The combine is serviced, cleaned and raring to go. The grainstores have been cleaned and disinfected, the grain trailers likewise. All we need now is some ripe winter barley and continuing fine weather. Close inspection at the end of last week showed that the straw was still not properly ripe, and that the weekend could be used entirely for recreation. We will have another look on Monday.

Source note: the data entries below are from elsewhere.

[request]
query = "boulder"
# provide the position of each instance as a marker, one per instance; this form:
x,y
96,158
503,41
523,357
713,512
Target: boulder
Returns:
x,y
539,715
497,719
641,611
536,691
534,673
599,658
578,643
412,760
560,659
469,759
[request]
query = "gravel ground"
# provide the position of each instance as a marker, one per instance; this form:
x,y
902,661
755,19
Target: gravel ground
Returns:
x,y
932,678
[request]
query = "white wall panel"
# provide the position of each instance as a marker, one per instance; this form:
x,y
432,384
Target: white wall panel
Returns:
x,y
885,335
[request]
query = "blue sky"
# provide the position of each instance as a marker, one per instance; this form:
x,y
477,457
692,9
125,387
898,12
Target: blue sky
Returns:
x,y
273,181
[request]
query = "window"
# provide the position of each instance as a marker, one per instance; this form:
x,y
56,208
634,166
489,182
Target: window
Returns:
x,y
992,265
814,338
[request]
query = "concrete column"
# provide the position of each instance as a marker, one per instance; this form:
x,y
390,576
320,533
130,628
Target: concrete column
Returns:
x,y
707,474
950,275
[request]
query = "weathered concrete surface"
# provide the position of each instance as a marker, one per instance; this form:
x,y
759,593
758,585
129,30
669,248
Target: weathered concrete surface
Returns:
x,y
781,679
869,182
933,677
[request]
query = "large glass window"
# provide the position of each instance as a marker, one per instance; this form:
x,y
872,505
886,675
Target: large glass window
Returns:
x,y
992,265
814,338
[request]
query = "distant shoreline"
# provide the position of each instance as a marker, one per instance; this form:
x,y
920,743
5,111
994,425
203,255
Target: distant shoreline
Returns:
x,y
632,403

June has been a fascinating month, there have been a number of stimulating meetings and events to attend, it is the time of year when farmers venture off their own farms to look at crop trials, demonstrations, and other people’s farms. A farm walk at Launceston Farm was a fine example, we loaded into trailers and had a tour around to look at organic herbal leys grazed by very handsome suckler cows with their calves. We also looked at compost heaps cooking the manure for next season’s crops, we saw wheat and oat crops which have been sown and then hoed by the same machine, guided by very high accuracy GPS. The crops were in ear and had been hoed that very week, I was staggered by the accuracy of the system, nearly all of the crop was still standing, and there were few weeds left visible. One problem that scared me somewhat though was how the hoe had hooked up a lot of stones, which could pose a bit of a problem at combining time. The stubble will have to be left very long to avoid the stones, and let’s hope the crop doesn’t get flattened by the weather. Our host was very honest about the pros and cons of the system, which enables him to farm without chemical weedkillers, which, being organic, he cannot of course use.

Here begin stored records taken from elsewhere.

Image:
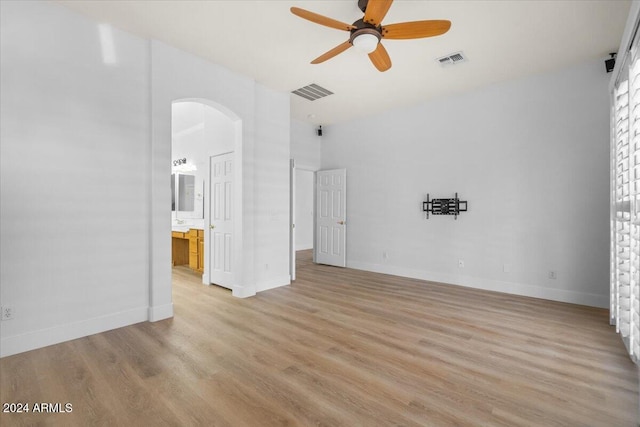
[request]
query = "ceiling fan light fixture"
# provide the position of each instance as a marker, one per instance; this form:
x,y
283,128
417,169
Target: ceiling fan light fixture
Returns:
x,y
366,41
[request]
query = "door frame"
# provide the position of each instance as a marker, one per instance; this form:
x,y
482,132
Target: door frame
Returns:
x,y
238,195
293,166
343,222
235,257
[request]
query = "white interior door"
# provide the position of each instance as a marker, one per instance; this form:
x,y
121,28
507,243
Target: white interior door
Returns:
x,y
221,220
331,217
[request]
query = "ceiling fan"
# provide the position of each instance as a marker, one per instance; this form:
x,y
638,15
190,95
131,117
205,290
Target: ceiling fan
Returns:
x,y
366,33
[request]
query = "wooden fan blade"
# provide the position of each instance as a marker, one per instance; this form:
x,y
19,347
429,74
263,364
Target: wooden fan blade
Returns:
x,y
376,11
415,29
333,52
322,20
380,58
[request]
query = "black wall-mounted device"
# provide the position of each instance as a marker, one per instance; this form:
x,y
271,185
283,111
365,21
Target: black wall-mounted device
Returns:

Herbal leys are pastures which in addition to grass and clover, include a number of other species such as vetch, sainfoin, chicory and plantain. This kind of pasture provides a more varied diet for the animals, and the greater diversity of root structures in the soil are said to be better for encouraging healthy soils. There are many techniques like this which conventional farmers might borrow from the organic sector, especially in the area of creating healthier soils.

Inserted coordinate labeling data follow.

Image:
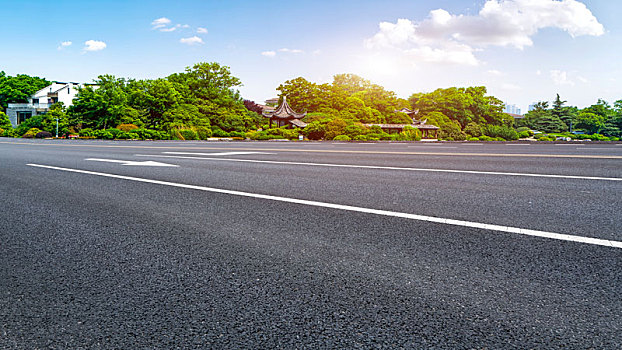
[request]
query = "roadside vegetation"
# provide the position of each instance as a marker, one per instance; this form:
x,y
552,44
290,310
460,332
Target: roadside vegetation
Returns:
x,y
203,102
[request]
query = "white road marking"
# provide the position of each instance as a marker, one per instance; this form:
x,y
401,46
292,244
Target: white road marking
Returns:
x,y
218,153
499,228
423,146
133,162
391,168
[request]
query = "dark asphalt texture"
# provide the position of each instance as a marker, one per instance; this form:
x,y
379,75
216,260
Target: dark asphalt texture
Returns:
x,y
88,262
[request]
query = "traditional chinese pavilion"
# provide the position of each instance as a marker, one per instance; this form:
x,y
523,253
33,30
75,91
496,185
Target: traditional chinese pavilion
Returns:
x,y
427,130
284,115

Another interesting visit last month was to the anaerobic digester at Poundbury, which uses maize and rye grown on local farms to produce gas which is pumped directly into the gas mains, it provides the entire gas needs for around 6000 homes all year round, and up to 60,000 in summer time. Up to 2000 acres of crops are processed by the digester, producing an entirely renewable energy source from crops which fix carbon from the atmosphere during the growing season, only to release it again when the gas is burnt. They have recently begun to bag and sell a high quality soil improver, which is the digestate left over after the gas has been harnessed, increasingly popular as a replacement for peat based soil improvers. Many farmers are also keen to buy this product for their fields.
Our recycling company calls to take away silage wrap, seed bags, oil and spray cans and boxes. They assure us that the plastics and cardboard go into responsible streams for re-manufacture.
This year’s poppies have flowered in mostly dry weather during June, the capsules are now swelling nicely, hopefully full of seed.
We were lucky to catch sight of this welcome visitor in our garden, we wonder if he/she is the same one we saw a few times last year, the first I have seen anywhere for very many years.
We were surprised how unscared he was by our presence, before eventually scuttling off into the undergrowth.